Entendo tudo isto. Como até entendo que a seita socialista ostente pesporrência por estar convencionado, e com acerto, que as alternativas são uma desgraça. (De resto, esta ideia dava pano para mangas: ainda que corresponda a um sentimento enraizado, martelar a tecla da pobreza dos rivais não é uma insidiosa maneira de empurrar o povaréu para a inevitabilidade de votar PS? Cá está a irrecusável vocação de partido clientelar do poder, como se os socialistas, e apenas eles, pudessem estar no poder. Isto é uma forma de União Nacional com a legitimidade caucionada pelo voto.) Todavia, quanto mais mostram apego ao poder, quanto mais se vangloriam que a esta terra só resta ser governada por eles ou por eles, mais sinto que deviam ser desapossados do poder. Já nem me interessa saber por quem. Pior que esta gente, esta gente tomada pela mediocridade e pelo oportunismo dos que se agarram ao poder que nem lapas, não pode haver.

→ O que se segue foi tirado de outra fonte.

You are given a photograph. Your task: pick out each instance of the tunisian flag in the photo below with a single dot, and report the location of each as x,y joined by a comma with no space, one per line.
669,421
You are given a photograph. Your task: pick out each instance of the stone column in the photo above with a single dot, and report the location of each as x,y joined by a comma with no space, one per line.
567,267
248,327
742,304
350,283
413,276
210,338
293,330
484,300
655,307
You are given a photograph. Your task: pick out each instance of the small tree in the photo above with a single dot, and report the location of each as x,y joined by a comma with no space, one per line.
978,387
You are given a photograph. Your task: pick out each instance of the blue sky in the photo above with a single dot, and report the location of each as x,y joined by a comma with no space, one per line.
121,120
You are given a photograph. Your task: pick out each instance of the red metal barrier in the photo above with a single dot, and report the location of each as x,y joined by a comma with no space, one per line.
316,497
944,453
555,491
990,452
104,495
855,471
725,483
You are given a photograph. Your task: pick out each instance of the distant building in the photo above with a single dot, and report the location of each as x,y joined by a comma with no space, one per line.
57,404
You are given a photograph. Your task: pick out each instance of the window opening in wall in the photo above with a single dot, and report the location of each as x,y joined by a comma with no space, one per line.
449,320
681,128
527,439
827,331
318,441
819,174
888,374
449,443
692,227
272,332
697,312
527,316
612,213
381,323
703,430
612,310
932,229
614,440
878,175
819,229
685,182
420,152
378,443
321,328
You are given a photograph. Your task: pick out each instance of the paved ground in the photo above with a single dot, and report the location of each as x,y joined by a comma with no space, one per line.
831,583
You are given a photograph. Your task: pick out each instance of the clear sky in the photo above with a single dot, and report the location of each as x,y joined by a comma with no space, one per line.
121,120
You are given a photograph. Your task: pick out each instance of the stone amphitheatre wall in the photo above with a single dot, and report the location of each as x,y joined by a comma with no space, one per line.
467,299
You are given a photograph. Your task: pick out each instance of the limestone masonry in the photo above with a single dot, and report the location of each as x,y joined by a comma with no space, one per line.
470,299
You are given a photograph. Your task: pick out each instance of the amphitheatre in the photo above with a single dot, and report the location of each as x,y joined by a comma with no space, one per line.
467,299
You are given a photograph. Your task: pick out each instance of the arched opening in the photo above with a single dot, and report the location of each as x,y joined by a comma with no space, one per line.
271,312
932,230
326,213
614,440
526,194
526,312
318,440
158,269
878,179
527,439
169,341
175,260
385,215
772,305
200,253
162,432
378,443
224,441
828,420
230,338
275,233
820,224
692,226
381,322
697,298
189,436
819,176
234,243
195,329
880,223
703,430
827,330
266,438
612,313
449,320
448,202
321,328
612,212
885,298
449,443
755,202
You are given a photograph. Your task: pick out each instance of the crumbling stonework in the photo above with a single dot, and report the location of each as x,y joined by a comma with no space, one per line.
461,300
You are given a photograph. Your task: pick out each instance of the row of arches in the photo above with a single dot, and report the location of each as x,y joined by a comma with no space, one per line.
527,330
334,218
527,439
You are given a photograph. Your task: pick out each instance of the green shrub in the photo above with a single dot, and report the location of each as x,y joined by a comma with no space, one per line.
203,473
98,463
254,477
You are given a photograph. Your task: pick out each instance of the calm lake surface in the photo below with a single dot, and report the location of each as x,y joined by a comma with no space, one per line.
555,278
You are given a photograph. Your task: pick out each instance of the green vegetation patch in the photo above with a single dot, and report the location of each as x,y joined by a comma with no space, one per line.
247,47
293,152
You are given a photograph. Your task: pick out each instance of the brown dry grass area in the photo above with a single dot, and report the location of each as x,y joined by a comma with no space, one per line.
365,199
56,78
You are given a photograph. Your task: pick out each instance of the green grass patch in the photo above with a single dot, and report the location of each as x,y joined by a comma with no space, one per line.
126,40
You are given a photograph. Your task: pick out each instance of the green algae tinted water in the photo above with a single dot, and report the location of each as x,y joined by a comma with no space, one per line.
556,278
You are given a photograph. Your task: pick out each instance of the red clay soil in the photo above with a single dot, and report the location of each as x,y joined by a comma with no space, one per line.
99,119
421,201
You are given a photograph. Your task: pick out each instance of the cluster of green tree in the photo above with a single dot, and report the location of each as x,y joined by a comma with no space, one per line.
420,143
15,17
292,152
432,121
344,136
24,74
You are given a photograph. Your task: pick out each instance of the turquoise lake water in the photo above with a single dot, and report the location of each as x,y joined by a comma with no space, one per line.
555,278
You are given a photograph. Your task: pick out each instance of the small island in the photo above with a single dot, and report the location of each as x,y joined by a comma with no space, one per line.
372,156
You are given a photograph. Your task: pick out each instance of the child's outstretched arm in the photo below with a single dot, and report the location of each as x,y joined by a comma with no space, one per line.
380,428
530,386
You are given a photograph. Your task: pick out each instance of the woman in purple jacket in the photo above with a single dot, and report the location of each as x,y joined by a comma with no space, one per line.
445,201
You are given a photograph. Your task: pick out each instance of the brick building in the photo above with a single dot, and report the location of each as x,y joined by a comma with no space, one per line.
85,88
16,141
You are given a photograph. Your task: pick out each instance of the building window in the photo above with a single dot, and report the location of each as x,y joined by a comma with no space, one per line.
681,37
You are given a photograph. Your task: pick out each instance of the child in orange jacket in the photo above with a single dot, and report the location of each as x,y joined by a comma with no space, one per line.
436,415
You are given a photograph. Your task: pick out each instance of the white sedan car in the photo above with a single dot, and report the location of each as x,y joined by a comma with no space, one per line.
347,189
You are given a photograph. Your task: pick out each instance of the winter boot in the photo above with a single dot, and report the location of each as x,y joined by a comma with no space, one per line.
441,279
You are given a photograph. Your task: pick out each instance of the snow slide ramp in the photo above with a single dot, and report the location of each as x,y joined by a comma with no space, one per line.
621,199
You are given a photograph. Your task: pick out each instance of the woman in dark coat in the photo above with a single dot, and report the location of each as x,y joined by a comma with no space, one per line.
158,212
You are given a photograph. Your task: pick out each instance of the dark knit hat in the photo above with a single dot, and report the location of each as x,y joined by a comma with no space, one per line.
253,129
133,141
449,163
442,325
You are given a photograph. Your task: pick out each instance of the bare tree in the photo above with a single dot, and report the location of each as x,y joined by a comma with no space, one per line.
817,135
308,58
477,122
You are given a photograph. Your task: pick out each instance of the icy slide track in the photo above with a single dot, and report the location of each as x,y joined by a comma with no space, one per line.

A encerrar, alguma perplexidade a propósito de um apagão que interrompeu o congresso numa das noites. Agora que tanto enfatizam a "campanha negra" contra o timoneiro, será que o apagão não fez parte dessa campanha? Assim como assim, se a campanha é "negra", o apagão semeou o breu na sala onde estava a acontecer o congresso. Caça às bruxas na EDP, é o capítulo que se segue, da autoria do grande Torquemada, o Santos Silva que adora malhar em quem não teve a sensatez de ser do PS.

2 comentários:

Anónimo disse...

O que espera um estudioso da Europa, do anunciado candidado ás europeias? MLV

PVM disse...

Espero muito pouco. O candidato é um "independente" que é mais "socratista" que o próprio (visito todos os dias o blog dele para me deliciar com o facciosismo constante). E não pode repousar na estaleca de académico reputado: porque a UE não é a sua especialidade; e porque manipula o estatuto de quase "senador" para torcer verdades à medida dos seus gostos. Talvez resquícios do passado mais tingido de vermelho.